Palau COVID free as tourism returns

Palau Minister of Health Dr. Emais Roberts with the first person to receive the Covid-19 vaccine in the country, Dr. Sylvia Osarch. Photo Credit: Palau Ministry of Health

Palau’s Minister of Health, Emais Roberts, said the country was COVID free and one of the first Pacific nations to have completed their vaccine rollout.

Palau received its first batch of the Moderna Vaccine on January 2 and has, to date, remained COVID free.

In an interview with ABC News, Dr Collin Tukuitonga, a specialist in Public Health in the Pacific at the University of Auckland, said that being a small island does have advantages.

“Palau is a very small island with a very small population, and that’s an advantage.”

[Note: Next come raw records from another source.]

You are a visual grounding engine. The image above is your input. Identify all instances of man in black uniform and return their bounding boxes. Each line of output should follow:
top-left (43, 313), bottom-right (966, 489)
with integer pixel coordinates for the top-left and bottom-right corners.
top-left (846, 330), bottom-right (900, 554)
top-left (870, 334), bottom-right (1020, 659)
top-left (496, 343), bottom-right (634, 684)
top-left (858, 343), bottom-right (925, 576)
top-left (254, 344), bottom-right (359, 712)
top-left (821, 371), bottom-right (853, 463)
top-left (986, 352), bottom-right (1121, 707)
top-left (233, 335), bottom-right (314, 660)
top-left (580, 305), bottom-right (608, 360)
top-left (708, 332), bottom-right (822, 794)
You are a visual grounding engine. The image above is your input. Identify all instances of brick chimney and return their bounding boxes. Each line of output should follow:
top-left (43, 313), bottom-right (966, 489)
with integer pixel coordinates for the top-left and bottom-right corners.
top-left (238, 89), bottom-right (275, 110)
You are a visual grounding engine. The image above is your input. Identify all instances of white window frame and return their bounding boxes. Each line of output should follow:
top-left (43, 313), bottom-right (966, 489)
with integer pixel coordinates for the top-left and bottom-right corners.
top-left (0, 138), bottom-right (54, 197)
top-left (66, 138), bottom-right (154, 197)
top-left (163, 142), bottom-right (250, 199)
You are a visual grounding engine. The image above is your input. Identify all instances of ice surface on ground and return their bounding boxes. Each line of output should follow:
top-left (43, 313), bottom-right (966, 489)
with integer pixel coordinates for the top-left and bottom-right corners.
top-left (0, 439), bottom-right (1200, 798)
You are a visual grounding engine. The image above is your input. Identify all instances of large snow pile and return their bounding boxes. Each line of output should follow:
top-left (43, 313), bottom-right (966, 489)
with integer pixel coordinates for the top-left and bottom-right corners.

Palau will be open to visitors from July 4, as long as they show a valid proof of full vaccination with the final dose received at least 14 days prior to their arrival.

Palau, however, has already opened its borders to Taiwan as a part of a travel bubble, with Taiwanese tourists already visiting.

The arrangements made by both the Taiwanese Government and Palau has seen tourism operators commending the Government’s efforts in bringing back tourists, but equally being cautious.

Owner of Landmark Hotel William Tsung told the Guardian earlier this year that “the Ministry of Health and the Government have done an excellent job, but opening this market is a very scary thing to do.”

“We are a COVID-free country and let’s try and keep it that way,” he said.

Dr Tukuitonga said that Palau has the facilities to administer vaccines and also to look after anyone with COVID symptoms.

“They’ve actually got a very good health system, generally speaking, in terms of numbers of healthcare professionals.”

Palau’s President Surangel Whipps Jr told The Guardian that the new travel directives will not affect Palau’s health system.

“First of all, we are testing everyone before they come to Palau, but even without testing, statistics show that the chance of COVID arriving in Palau is one-in-four million, or one in 40,000 flights.”